The Vermont cases ask the high court to revisit the main tenets of Buckley v. Valeo, the 1976 decision that struck down spending limits for candidates but upheld limits on campaign donations.

Vermont’s law, supported by then-Gov. Howard Dean, imposed sharp limits on both expenditures and contributions. Candidates for state representative can spend up to $2,000 under the law, while candidates for governor can spend up to $300,000. Incumbents are limited even more. The law was challenged by the state Republican Party as well as by the American Civil Liberties Union.

Vermont Attorney General William Sorrell argues that the years since Buckley have proven that “contribution limitations alone are insufficient to curb corruption and its appearance.” The state is asking the high court to uphold the spending limits in spite of Buckley.

The 2nd Circuit upheld both the contribution and expenditure limits, but then amended its ruling to send the case back to lower courts to determine whether the expenditure limits were “narrowly tailored” enough to survive First Amendment scrutiny. The appeals court found that the state was justified in imposing expenditure limits as a way to prevent corruption and to save candidates from having to spend too much time fundraising.

James Bopp, lawyer for the state Republicans, says the law effectively muzzles candidates once they have reached their expenditure limit. “Candidates are even prohibited from driving their family car to a town square to speak once the limit has been met,” Bopp says in a brief. “Vermont has relegated candidates to bit players in their own elections.” That argument could appeal to Alito if he views the importance of political speech in the same way as Scalia and Thomas.

One sign that campaign-reform advocates are worried about the outcome in the Vermont case is that their main brief urges the Court not to rule at all on the expenditure-limit issue. Instead, the brief for Sens. John McCain, R-Ariz., and Russ Feingold, D-Wis., asks the Court to wait for the determination of the lower court on the question of whether the spending limits are narrowly tailored.

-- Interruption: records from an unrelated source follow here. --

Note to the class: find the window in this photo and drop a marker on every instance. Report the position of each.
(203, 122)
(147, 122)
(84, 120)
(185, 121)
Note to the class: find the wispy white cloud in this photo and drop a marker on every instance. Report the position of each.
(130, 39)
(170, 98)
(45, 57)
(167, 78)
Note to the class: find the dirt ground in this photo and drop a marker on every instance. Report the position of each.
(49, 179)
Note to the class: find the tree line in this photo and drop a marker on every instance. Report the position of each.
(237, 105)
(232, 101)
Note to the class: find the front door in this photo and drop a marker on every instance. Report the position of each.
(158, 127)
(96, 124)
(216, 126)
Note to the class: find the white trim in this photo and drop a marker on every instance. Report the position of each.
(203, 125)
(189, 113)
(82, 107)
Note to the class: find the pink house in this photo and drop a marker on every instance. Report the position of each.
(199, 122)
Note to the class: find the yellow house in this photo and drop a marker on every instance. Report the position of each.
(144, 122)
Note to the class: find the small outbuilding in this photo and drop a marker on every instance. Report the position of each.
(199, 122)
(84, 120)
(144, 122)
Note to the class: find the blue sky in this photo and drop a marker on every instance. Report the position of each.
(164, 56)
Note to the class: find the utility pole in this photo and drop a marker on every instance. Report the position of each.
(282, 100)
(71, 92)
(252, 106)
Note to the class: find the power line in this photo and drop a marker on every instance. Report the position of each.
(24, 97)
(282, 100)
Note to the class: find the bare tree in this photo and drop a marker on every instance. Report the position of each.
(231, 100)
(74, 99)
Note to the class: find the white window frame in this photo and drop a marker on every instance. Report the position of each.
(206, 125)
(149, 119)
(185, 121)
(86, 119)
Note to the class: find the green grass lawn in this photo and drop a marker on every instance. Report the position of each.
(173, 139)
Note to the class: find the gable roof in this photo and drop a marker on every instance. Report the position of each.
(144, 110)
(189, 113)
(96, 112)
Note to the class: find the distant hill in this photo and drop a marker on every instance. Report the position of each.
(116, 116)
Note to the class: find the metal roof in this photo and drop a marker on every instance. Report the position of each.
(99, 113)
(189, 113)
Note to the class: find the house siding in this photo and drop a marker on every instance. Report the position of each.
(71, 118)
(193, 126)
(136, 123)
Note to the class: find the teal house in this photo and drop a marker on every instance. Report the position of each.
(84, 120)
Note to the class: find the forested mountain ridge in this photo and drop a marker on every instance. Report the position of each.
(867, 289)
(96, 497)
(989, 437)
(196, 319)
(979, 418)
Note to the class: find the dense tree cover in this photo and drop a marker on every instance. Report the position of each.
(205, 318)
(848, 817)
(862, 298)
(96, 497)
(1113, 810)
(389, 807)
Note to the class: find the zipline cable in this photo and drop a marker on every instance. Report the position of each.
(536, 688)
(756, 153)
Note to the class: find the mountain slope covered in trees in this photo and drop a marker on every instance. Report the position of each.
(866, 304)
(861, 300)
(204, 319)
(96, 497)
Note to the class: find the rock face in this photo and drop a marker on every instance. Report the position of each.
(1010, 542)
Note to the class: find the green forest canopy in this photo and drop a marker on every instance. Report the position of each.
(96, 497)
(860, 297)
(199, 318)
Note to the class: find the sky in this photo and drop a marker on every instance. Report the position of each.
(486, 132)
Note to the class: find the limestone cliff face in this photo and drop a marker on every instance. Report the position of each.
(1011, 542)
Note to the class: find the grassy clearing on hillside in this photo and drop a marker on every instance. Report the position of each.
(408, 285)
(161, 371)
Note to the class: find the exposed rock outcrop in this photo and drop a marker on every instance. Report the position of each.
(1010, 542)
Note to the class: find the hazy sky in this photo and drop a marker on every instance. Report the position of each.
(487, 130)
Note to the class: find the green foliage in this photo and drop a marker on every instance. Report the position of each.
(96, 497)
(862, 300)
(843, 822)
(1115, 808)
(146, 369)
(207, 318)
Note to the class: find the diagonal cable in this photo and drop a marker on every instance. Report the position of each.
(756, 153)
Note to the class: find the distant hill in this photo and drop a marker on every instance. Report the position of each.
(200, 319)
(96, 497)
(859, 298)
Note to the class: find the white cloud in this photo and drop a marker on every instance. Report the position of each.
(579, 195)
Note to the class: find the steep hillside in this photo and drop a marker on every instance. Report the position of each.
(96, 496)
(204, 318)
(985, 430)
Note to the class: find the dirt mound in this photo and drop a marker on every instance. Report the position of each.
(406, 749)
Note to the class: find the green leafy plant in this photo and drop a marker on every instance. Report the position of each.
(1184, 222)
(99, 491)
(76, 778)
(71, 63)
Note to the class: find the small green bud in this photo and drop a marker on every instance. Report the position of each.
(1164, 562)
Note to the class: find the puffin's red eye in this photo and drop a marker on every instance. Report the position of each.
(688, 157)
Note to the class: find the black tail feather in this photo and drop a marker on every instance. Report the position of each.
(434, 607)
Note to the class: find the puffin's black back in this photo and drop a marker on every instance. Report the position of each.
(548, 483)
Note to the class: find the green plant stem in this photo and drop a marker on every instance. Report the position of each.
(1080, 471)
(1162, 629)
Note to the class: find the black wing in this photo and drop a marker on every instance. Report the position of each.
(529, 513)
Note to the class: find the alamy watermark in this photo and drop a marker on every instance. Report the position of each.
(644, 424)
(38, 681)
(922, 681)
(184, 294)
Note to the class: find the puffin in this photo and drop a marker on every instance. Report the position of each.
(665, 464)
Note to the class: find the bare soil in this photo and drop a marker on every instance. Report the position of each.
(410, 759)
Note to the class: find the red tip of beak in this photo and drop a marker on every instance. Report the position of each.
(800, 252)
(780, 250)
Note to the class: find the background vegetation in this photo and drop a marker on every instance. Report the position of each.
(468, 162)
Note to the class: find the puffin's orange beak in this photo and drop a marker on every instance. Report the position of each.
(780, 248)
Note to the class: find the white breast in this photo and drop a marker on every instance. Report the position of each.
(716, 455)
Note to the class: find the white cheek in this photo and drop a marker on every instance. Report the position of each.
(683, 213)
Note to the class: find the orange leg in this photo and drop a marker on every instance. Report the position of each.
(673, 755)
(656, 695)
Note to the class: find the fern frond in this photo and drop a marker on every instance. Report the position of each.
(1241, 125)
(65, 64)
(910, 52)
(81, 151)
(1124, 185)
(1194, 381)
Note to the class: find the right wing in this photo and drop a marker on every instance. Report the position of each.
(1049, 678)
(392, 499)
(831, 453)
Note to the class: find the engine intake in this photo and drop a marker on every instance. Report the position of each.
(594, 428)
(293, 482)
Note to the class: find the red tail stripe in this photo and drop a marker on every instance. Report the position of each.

“Those further proceedings may [terminate] the need for this Court to engage in constitutional adjudication, which should not be embarked upon unnecessarily or prematurely,” wrote former solicitor general Seth Waxman in a brief for the senators. “If the issue ultimately returns to this Court, the Court will have the considerable benefit of further lower court findings and analysis to inform its decision.”